Hello, everyone! I am working with pseudo bulk RNA-seq data and facing challenges with designing an appropriate analysis approach due to confounded batch effects and unbalanced conditions. Here is a summary of my data.
challenges:
- The Diagnosis groups (e.g. healthy vs. cancer) do not overlap with the same batches, making it impossible to adjust for batch effects using the typical design matrix:
~ Diagnosis + Batch
. - I'm interested in comparing healthy vs. cancer samples while eliminating batch effects.
Questions:
Is there an alternative model or approach in tools like edgeR, limma-voom, or DESeq2 or any other that can handle confounded batch effects? (Currently I'm working with edgeR with passing Diagnosis as a single factor to the design matrix.
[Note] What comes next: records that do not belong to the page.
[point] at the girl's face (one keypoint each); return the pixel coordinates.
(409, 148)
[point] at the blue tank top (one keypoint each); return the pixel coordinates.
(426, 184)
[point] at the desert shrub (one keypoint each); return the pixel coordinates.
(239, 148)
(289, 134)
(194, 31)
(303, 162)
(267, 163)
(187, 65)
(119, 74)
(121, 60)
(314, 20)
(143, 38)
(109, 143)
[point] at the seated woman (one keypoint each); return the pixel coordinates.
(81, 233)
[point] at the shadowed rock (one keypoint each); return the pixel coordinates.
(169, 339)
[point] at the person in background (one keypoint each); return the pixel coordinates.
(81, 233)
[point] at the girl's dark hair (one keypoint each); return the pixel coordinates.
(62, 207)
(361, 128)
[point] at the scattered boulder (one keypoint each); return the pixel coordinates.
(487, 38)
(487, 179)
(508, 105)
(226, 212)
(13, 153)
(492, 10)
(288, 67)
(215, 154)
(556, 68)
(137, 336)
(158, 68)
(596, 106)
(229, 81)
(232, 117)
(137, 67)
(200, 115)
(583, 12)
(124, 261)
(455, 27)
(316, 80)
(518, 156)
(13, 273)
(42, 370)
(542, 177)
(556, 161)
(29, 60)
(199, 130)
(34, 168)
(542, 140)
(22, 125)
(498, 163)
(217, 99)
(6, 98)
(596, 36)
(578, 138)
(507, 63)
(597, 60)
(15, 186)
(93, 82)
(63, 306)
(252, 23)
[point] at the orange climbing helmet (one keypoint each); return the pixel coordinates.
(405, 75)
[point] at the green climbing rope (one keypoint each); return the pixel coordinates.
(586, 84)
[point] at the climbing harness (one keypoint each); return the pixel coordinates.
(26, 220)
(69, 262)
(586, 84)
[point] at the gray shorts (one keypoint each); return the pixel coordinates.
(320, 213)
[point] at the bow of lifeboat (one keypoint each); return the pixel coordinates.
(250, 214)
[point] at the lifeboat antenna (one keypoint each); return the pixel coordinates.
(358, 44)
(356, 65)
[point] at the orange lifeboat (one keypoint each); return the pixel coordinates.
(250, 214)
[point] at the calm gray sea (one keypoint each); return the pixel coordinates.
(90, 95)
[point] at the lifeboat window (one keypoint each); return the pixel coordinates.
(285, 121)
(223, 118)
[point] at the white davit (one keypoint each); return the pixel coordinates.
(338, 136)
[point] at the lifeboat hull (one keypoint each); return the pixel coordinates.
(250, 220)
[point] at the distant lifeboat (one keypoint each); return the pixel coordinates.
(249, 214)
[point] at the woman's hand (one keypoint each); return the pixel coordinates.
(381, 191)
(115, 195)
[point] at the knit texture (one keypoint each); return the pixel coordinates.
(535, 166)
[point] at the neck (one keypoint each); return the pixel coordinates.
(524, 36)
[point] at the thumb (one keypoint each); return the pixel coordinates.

But MDS plot separate clusters for dataset1, dataset2 and dataset3)
Would combining Diagnosis and Batch into a single group factor be advisable here?
Are there any tools that take preprocessed(batch-corrected data, i.e. I have )data in differential expression analysis? (I guess edgeR only works with raw counts)
Thank you in advance for the help.
Thank you for your reply. I currently have batch-corrected data processed with scvi-tools (specifically, totalvi) and have followed the same pipeline for analyzing reconstructed counts in edgeR as I did for raw data. However, I am observing differences in the TopTags output, particularly among the top 100 genes when ordered by p-value.
It also appears that edgeR might be designed primarily for discrete count data, which could pose challenges when using it with reconstructed data that might be more continuous in nature.